Thursday, 26 March 2015

Hunter's gift to Glasgow



On those many excursions from the alma mater, Edinburgh, to breath-of-fresh air Glasgow I used to make as a student in the 1980s, I now realise that I only ever saw the Hunterian Art Gallery and the reconstructed Rennie Mackintosh House on the Glasgow University campus, never the Hunterian Museum itself. I'd not even wandered into the two quads behind the famous bell tower, consecutive works of Giles Gilbert Scott and his son Oldrid. Valuing this sort of thing much more now, I find there's more to it than just the mere statistic of this being the second largest Gothic Revival work after the Palace of Westminster.

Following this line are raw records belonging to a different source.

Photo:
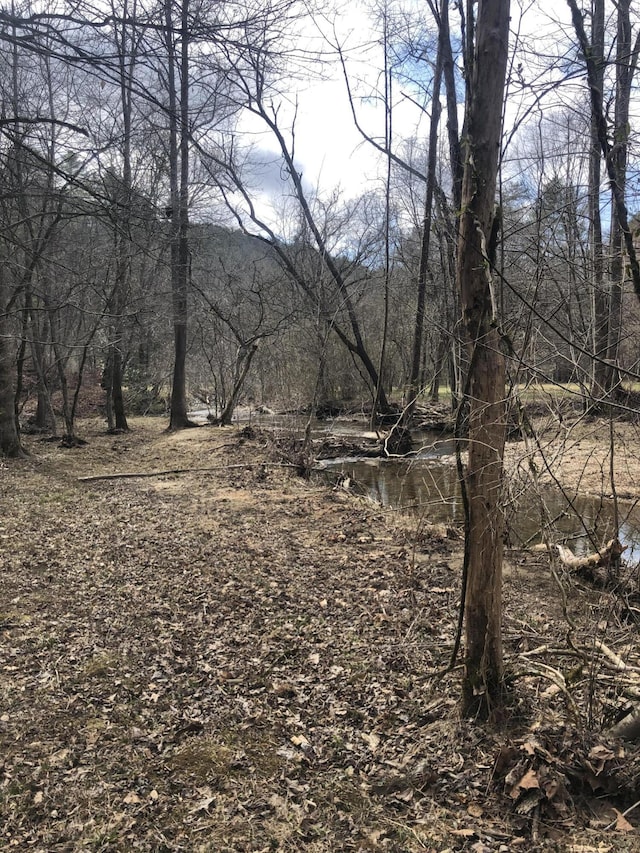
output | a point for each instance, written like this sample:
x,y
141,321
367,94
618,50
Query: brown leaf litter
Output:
x,y
238,659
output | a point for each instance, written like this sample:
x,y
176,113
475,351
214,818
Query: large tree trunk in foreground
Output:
x,y
483,678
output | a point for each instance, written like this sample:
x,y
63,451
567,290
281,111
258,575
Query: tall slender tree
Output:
x,y
483,689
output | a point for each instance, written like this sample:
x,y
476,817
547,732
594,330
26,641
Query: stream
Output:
x,y
428,484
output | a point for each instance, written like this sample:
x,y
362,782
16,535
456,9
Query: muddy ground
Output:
x,y
235,658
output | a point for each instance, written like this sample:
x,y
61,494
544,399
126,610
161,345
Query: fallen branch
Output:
x,y
609,554
126,475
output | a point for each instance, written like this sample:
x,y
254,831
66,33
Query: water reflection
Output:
x,y
429,485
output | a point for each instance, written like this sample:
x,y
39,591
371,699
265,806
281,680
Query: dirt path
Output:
x,y
239,660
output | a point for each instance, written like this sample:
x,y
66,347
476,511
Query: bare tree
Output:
x,y
483,688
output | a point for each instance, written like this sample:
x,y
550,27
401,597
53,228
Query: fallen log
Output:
x,y
596,567
612,552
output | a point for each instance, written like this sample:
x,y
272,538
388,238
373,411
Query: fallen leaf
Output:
x,y
131,798
372,740
622,824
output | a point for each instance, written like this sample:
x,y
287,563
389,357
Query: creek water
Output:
x,y
427,484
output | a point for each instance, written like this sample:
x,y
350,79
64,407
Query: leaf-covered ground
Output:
x,y
236,659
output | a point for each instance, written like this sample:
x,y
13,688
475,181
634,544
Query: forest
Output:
x,y
210,641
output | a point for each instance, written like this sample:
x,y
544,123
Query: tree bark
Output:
x,y
483,688
179,180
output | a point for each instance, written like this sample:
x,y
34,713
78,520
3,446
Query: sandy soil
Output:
x,y
233,658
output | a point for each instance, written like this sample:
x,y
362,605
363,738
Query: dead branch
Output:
x,y
127,475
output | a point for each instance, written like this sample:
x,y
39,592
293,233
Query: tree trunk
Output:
x,y
9,436
483,690
179,179
418,333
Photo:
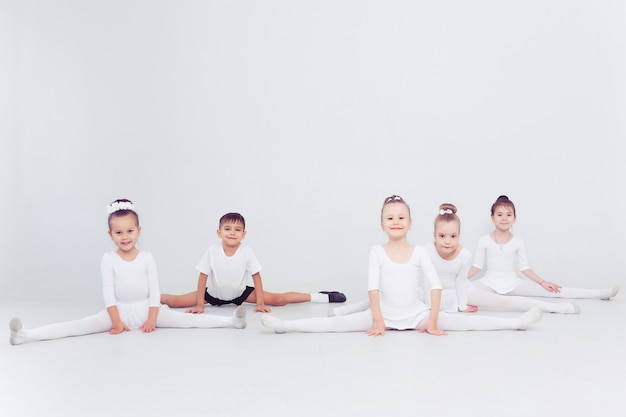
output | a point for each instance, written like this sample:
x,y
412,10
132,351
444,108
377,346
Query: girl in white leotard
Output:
x,y
501,251
131,292
452,262
395,271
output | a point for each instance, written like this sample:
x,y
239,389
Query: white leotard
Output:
x,y
453,276
502,262
228,275
399,286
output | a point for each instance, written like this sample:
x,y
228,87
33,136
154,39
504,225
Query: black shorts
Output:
x,y
238,301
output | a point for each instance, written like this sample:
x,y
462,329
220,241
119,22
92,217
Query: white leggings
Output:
x,y
517,300
358,317
101,322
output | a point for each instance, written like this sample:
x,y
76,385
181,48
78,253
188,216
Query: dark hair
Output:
x,y
445,216
120,212
232,218
394,199
502,201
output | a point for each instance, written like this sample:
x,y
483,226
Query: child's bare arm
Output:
x,y
199,308
377,315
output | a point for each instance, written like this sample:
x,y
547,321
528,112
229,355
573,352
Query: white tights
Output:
x,y
357,318
101,322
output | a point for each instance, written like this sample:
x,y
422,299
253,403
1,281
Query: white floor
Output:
x,y
565,364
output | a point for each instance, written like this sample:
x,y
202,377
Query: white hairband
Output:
x,y
119,205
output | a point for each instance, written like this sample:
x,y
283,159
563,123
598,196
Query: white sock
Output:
x,y
531,316
17,331
239,317
274,323
611,292
319,298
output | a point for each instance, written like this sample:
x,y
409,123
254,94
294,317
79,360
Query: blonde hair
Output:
x,y
447,213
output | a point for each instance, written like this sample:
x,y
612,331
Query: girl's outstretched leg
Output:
x,y
177,319
97,323
465,322
482,296
361,321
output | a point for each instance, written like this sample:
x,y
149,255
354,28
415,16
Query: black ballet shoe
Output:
x,y
334,296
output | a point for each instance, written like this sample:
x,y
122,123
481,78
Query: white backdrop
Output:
x,y
304,116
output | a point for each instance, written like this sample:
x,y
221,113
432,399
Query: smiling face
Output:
x,y
503,217
124,232
396,220
447,238
231,233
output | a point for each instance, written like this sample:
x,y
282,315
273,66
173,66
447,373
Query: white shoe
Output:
x,y
613,293
273,323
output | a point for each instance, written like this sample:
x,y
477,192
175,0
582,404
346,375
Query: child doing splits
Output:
x,y
394,287
501,250
224,272
131,292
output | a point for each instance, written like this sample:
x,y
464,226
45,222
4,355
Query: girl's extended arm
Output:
x,y
431,325
258,290
377,315
117,325
199,308
548,286
473,271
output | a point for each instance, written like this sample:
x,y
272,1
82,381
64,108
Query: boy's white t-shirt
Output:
x,y
228,276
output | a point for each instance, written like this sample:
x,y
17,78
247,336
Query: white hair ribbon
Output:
x,y
119,205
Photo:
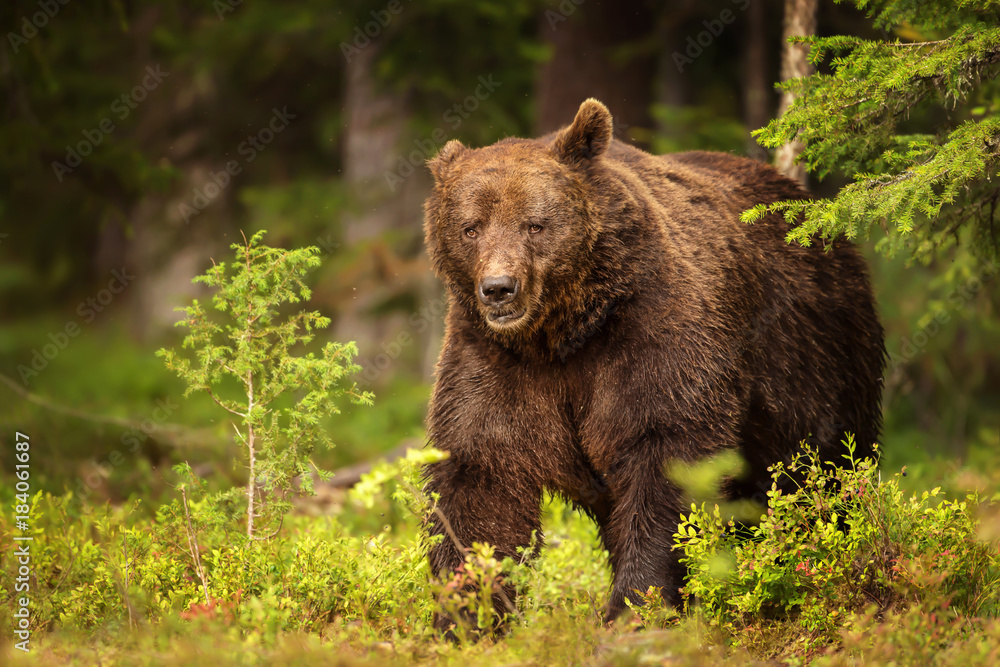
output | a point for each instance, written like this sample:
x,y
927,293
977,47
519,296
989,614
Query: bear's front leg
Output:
x,y
494,505
639,534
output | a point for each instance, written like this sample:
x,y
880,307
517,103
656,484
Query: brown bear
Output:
x,y
609,312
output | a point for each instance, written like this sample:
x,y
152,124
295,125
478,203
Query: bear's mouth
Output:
x,y
506,318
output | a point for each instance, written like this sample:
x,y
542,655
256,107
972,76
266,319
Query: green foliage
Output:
x,y
927,189
840,541
254,346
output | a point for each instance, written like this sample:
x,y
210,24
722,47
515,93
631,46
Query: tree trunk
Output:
x,y
595,54
757,107
375,136
800,20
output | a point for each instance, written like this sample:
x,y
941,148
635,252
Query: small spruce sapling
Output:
x,y
252,344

The original Hunterian collection goes back further. Doctor William Hunter, obstetrician, royal physician, anatomical surgeon and passionate collector of much more than merely scientific objects, was born near Glasgow in 1718, graduated from the University in 1731 before going on to study Medicine in Edinbugh and moved to London 10 years later, where he died in 1783. The collections he bequeathed to Glasgow were transported up north and the first museum to house them was on the old university site, an edifice on the High Street dating back to 1451 (who'd have thought it? Another statistic - Glasgow University per se is the fourth oldest in the English-speaking world).

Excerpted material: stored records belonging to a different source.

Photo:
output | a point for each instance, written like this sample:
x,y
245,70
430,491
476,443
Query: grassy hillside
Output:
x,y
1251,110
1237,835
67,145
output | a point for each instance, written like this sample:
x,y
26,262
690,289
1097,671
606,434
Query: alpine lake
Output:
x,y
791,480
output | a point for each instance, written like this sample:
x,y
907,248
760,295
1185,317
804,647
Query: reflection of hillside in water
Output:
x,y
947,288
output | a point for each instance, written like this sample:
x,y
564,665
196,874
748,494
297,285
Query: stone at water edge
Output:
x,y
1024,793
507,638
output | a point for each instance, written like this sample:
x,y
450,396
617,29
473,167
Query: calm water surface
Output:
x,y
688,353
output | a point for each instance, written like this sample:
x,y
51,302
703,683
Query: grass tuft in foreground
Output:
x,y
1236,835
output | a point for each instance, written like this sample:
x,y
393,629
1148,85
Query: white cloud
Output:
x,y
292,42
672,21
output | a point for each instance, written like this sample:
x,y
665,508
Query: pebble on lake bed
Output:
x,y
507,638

That site was moved to the splendid eminence where the clock tower stands proud, Gilmorehill, with the river Kelvin winding around beneath it, in 1870. So large is the Hunterian collection that it's been split over four different buildings. I'd love to see the zoology department on my next visit - from the below picture in the main hall, it looks as if all those stuffed animals once stood in the grand hall which is the centrepiece of the current displays.

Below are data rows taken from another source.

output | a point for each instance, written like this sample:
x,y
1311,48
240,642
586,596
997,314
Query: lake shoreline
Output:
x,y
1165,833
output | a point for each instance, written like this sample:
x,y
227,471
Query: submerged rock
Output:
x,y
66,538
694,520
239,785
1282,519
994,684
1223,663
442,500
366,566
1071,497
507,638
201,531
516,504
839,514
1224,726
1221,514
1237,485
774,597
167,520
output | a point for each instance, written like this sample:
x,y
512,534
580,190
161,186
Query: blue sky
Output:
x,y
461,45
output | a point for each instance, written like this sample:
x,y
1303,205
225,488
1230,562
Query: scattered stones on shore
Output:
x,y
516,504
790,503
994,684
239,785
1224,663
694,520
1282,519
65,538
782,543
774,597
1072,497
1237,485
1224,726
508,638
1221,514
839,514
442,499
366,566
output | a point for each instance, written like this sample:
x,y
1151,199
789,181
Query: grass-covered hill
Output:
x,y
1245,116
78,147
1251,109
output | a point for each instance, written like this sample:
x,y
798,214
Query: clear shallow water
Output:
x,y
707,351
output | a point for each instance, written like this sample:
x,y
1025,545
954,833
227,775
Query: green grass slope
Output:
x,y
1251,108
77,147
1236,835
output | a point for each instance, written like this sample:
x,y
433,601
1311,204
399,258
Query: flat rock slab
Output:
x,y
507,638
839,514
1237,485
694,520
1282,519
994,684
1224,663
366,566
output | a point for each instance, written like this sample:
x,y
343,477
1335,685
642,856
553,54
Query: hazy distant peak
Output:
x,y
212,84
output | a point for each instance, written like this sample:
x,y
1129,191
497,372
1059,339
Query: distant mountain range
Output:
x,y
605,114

While there's no chance of reconstructing how the galleries once looked - I suppose I was hoping for something as authentic as Bamberg's phenomenal Vogelsaal - the mix after the 2011 re-opening still has a little of that cabinet-of-curiosities jumble which has intrigued me ever more since reading Simon Winder's Germania. Very few postcards available, so with approval I snapped some of the objects. Needless to say most have been accumulated since Hunter's day, but there's a whole assemblage of his items in the first room, and I believe these specimen jars on the mezzanine level are his.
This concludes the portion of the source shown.